Emploi : la faiblesse de l'industrie française sera-t-elle un frein à la baisse du chômage ?
Promis, juré a annoncé le gouvernement, l’année 2016 sera celle de "l’inversion de la courbe du chômage" promise depuis 2012. Et même si les dernières donneés sur l’emploi sont légèrement dans le rouge (+9.200 demandeurs d'emploi, chômage à 10,5% de la population active pour le mois de mai), les prévisions de croissance faites soit par l’Insee (+1,6% pour 2016), soit par la Banque de France (+1,4%) laissent penser qu’une baisse du chômage est possible. Du moins dans les statistiques.
Mais certains économistes s’inquiètent: le tissu économique français générera-t-il réellement des emplois pour accompagner cette croissance? En ligne de mire de ces inquiétudes: la faiblesse du secteur industriel. Or, dans les pays développés où le chômage reste bas ou s’amoindrit, l’Allemagne (4,7%) et les Etats-Unis (5,5%) notamment, c’est un puissant secteur industriel qui maintient le dynamisme et fait sortir les demandeurs d'emploi de la case "chômage".
"L’industrie française n’est pas assez forte, elle souffre d’un déficit structurel, et il ne pourra pas y avoir de baisse durable de l’emploi sans un vrai plan de relance. En l’état actuel, le potentiel de réduction du chômage doit être de 300.000 personnes maximum" s’inquiète Patrick Levy-Waitz président de la fondation ITG-Travailler autrement.

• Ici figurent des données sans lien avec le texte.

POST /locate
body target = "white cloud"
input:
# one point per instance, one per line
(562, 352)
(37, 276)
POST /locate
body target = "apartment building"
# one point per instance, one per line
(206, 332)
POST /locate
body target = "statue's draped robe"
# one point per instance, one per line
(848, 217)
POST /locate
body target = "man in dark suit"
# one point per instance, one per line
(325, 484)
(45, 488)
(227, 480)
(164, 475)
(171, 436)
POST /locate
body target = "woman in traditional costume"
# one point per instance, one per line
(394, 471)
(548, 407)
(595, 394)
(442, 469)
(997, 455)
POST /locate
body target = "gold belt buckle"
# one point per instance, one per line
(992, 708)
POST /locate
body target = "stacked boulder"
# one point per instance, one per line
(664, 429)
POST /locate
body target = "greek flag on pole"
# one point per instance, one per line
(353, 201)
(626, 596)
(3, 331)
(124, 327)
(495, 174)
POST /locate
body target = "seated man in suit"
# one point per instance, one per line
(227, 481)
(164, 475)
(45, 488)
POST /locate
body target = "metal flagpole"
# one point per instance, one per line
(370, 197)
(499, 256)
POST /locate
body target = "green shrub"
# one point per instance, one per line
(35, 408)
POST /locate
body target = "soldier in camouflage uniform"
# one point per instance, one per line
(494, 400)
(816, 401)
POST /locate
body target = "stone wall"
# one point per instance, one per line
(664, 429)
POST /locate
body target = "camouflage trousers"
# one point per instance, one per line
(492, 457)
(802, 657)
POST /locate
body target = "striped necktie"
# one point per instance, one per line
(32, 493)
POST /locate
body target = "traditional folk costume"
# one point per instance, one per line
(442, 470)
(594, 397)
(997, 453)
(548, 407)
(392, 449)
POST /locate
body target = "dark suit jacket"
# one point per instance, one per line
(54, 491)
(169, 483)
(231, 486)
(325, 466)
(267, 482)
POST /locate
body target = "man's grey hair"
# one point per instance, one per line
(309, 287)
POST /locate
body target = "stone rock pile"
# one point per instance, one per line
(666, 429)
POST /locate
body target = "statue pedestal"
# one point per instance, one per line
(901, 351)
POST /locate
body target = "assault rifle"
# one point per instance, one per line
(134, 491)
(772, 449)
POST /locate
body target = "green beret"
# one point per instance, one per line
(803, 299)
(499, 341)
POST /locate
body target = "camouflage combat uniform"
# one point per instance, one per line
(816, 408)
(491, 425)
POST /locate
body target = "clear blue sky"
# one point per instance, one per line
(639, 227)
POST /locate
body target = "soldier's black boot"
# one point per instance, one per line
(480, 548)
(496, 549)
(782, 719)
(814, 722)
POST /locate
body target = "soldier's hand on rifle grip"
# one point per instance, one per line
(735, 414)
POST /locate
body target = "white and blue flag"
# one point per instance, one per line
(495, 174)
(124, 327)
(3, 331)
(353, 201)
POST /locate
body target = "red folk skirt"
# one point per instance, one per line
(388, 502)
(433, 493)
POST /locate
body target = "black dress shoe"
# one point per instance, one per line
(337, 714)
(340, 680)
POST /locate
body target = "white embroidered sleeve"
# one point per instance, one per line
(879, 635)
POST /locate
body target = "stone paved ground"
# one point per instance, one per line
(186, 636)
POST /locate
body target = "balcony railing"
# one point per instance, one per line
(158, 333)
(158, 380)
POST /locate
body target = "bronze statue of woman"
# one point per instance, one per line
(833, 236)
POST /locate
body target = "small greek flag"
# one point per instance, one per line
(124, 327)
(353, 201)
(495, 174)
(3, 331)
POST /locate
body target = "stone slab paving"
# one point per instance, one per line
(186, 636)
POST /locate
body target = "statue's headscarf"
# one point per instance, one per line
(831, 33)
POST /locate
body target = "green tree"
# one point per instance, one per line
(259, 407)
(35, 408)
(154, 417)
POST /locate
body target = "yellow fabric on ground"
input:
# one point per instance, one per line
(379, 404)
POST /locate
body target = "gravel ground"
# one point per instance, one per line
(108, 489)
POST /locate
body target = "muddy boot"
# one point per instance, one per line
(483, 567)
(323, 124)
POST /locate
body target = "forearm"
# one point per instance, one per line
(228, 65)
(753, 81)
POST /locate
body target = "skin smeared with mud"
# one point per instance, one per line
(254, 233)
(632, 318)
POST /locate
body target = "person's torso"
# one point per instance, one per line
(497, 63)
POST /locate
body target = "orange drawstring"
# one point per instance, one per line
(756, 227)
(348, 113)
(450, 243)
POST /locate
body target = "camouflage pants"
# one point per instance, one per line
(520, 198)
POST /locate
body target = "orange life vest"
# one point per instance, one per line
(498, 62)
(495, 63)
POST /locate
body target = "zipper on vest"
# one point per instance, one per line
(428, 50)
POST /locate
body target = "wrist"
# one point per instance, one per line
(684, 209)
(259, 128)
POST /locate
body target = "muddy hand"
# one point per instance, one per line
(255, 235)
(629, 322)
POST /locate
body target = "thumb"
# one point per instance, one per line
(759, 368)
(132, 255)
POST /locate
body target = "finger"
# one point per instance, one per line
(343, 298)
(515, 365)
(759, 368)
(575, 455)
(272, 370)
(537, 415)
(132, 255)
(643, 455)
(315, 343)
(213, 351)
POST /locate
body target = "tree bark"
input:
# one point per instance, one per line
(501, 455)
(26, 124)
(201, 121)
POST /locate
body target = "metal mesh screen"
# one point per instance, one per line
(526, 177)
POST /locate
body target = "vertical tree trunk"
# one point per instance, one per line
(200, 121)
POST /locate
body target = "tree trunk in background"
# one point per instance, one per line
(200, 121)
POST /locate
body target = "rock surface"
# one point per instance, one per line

Qui se désole d’ailleurs d’une faiblesse du secteur secondaire, dans "un pays où les entreprises industrielles sont performantes, qui possède une géographie exceptionnelle, et où un vrai mouvement est en marche. Mais les autorités politiques n’arrivent pas à l’assumer".
De fait le tissu industriel français recule encore, même si des usines s’ouvrent encore dans l’Hexagone. Le cabinet Trendeo, qui les a recensé pour l’année 2015, en a ainsi dénombré ainsi 146 nouvelles pour 2015, principalement dans des secteurs comme le traitement des déchets, la chimie et la méthanisation. Mais, revers de la médaille, durant la même période, 190 autres ont définitivement mis la clé sous la porte. Soit une "déficit" de 44 sites industriels.
Subtilité statistique
L’industrie est un secteur d’autant plus fragile qu’il est structurellement destructeur d’emploi: les gains de productivité, le progrès technique, peuvent en période de faible croissance, suffire à maintenir une activité en baissant les besoins humains. "Non seulement l’industrie est un secteur qui a traditionnellement de moins en moins besoin d’emplois, mais il est en outre très exposé aux facteurs extérieurs comme le prix de l’énergie et la concurrence internationale. Ce n’est pas le cas des services qui, en comparaison, sont un secteur protégé" explique à FranceSoir Mathieu Plane, Directeur adjoint du Département analyse et prévision à l’OFCE. Qui tempère cependant la vision statistique d’une industrie faible qui serait un frein à la baisse du chômage, rappelant que le diagnostic est plus complexe qu'il n'y paraît: "il existe beaucoup d’activités périphériques comme la maintenance ou les services juridiques qui ont été externalisés alors qu’avant ils étaient inclus dans l’activité de l’entreprise. Or cette externalisation a fait statistiquement passer ces emplois du secteur industriel au secteur des services. Or, ils existent toujours! C’est un peu comme l’intérim qui est toujours considéré comme un emploi dans les services même lorsqu’il est effectué dans une usine".
Et si la période semble sur la durée peu favorable à l’industrie française, les choses pourraient s’améliorer: boostée par un contexte économique favorable et la chute des cours de l’énergie, le taux de marge dans le secteur industriel après avoir plongé pendant la crise retrouvent des niveaux records à 40% de la valeur ajoutée. Un niveau que l’on avait plus connu depuis l’année 2000. Une époque où le chômage en France était tombé à 8,1%. Heureux présage?